Todo este proceso de rigidización y aglutinación defensivo se expresa fuertemente en la afectividad: como veremos más adelante, el dolor y el terror se encapsulan, negándose su manifestación ante situaciones que naturalmente lo provocan; la pena y el sufrimiento tiñen con un trasfondo de melancolía permanente lo cotidiano; la rabia e impotencia, difíciles de canalizar, se manifiestan por reacciones de irritabilidad desmedidas, a través de la culpa y el remordimiento; así, los posibles momentos de alegría y tranquilidad no se sienten legítimos, negándose a disfrutar o restringiendo su expresión y reconocimiento. También el cariño y el amor se expresan polarmente: por un lado, al interior de la familia se sobredimensionan llegando a la sobreprotección, dependencia y conductas aprensivas y, por otro lado, ante nuevas relaciones no se entrega plenamente, como temiendo que se reitere el dolor tan intolerable que se vivencia ante la pérdida de seres queridos.

4. Reestructuración de la familia y de sus miembros.

Como vimos, la muerte siniestra de un miembro de la familia tiende a crear un sistema familiar aglutinado, con un sentido de pertenencia extremo, al punto que requiere de un importante abandono de la autonomía y de la diferenciación, lo que desalienta la exploración y el dominio autónomo de los problemas de sus miembros.

Por otra parte, los límites al interior de la familia dejan de ser eficaces. Esto provoca que lo que padece un miembro de ella repercute y produce un rápido eco en los otros miembros.

Los canales internos de comunicación familiar aparecen rigidizados, dejando en el ámbito de lo innombrable el hecho represivo o, más bien, los sentimientos allí vivenciados, quedando el mundo afectivo encapsulado en la individualidad, lo que se extiende a casi la totalidad de la vida afectiva de los miembros de estas familias y sus vínculos.

La autorepresión de los sentimientos "negativos" (la pena, el dolor, el temor, la emocionabilidad) aparece como fortaleza y es ampliamente valorada al interior de la familia.

La verbalización de los sentimientos de temor es vivida como deslealtad o cobardía. Incluso su expresión en los más pequeños aparece como "debilidad" atentatoria de la integridad y dignidad familiar.

Las situaciones cotidianas generan sentimientos angustiantes de desprotección e impotencia. Impresiona la fuerza con que ha sido transmitido el temor y la rabia, dificultándoles a los más jóvenes su relación adecuada con el entorno.

A todos estos factores se suma la necesidad familiar de centrar las energías en lo cotidiano, en lo concreto, en la supervivencia, lo que llega a conformar un modo de relación reforzado constantemente por las necesidades económicas.

Ahora bien, expondremos en forma didáctica las diversas variables que influyen en el desarrollo del proceso de reestructuración, pero teniendo claro que éste es el resultado de la interacción recíproca entre todas ellas. La reestructuración gira, principalmente, en torno a siete situaciones:

  • Rol que ocupaba el miembro ausente y cómo es sustituido.
  • Ciclo vital familiar por el que atravesaba la familia.
  • Ciclo vital individual de cada uno de sus miembros.
  • Proceso de duelo realizado (familiar e individual).
  • Participación en la búsqueda de verdad y justicia.
  • Reconocimiento del entorno cercano y de la sociedad (reparación moral y concreta).
  • Intervención jurídica, logro de justicia.
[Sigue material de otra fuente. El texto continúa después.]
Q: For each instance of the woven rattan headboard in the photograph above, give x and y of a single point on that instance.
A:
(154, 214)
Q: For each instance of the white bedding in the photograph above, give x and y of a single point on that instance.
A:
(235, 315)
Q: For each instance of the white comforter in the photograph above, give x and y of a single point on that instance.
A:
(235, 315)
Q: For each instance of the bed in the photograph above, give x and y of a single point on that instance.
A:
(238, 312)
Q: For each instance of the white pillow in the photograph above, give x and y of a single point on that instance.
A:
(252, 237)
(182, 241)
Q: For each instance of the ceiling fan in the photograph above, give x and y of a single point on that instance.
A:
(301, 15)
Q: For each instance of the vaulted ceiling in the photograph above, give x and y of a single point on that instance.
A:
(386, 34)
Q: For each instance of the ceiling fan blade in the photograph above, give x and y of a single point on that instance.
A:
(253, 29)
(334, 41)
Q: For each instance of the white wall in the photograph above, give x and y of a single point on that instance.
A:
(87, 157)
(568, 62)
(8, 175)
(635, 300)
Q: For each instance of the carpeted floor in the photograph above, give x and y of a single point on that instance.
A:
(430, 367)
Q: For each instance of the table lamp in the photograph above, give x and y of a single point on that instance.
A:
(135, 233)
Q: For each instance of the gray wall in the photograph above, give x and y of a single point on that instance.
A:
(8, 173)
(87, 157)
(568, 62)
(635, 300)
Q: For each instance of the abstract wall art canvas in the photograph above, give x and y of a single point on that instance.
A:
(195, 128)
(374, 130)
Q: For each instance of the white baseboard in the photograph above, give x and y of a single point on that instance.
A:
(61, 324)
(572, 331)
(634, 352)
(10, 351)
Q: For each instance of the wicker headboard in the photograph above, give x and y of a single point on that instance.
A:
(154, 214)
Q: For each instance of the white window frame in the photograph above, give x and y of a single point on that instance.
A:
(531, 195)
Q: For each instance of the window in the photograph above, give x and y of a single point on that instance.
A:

5. Reestructuración en cuanto al rol.

5.1. Rol de madre y esposa.

El rol materno tradicional implica que una madre debe encargarse del apoyo afectivo y de resolver los problemas cotidianos de la economía del hogar como "ama de casa" (orden, aseo, alimentación, etc.).

En el caso de las familias que perdieron al padre, las mujeres han tenido que asumir también el rol paterno, de proveedoras y Hormadoras del núcleo familiar. Esto les ha significado salir al mundo externo, buscar trabajo remunerado y cumplir múltiples tareas. A ello sumamos el hecho que, en general, ellas solas se hicieron cargo de la búsqueda de su familiar, de conocer la verdad, de pedir justicia. Esta multiplicidad de tareas les ha obligado a dejar de lado, por recarga emocional y laboral, sus tareas de género, lo que les ha provocado una fuerte sensación de culpa.

Así, la madre aparece como ausente, exigente, descalificadora y poco empalica, excesivamente fría e independiente.

Además, como mujer tienden a clausurar la posibilidad de volver a tener una pareja. Esto se da, por una parte, por la existencia de un duelo no resuelto, en que la pérdida de la pareja no termina de ser asumida, agravándose en el caso de los detenidos desaparecidos, en que se mantiene la esperanza de reencontrarlos; por otra parte, y como consecuencia de lo anterior, la idealización de las cualidades de la pareja perdida y la descalificación de otros hombres, por la culpa y la presión familiar, las lleva a bloquear los cauces afectivos naturales, autoimponiéndose el sacrificio de no construir nueva pareja y guardar lealtad con el ausente.

Sólo en contados casos se va formando una nueva pareja, pero siempre con culpa y con una gran dificultad para que este nuevo miembro familiar sea aceptado sin ser comparado con el ausente: es obligado a competir en lo cotidiano, pasan sus propias cualidades inadvertidas y se destacan reiterativamente las virtudes del "otro", del ausente idealizado.

5. 2. Rol de padre-madre.

En el caso de que la víctima sea un hijo, habitualmente la madre termina dejando de lado su relación de pareja, centrándose en su dolor y no pudiendo compartirlo con su marido, con un fuerte grado de autoinculpamiento ("Ώpor qué lo dejé hacer...?") y de culpabilización encubierta o no consciente de su pareja. Por otra parte, también se le dificulta volver a relacionarse con sus otros hijos, descuidando su relación con ellos y estableciendo comparaciones tácitas o explícitas (era más inteligente, más cariñoso, más estudioso, más buenmozo, más bonita, etc.), con severas dificultades para percibirlos en su diferencia. Esto hace que las(os) hijas(os) sobrevivientes se sientan en permanente comparación y descalificación respecto al hermano(a) ausente, idealizado, con una constante sensación de impotencia y frustración.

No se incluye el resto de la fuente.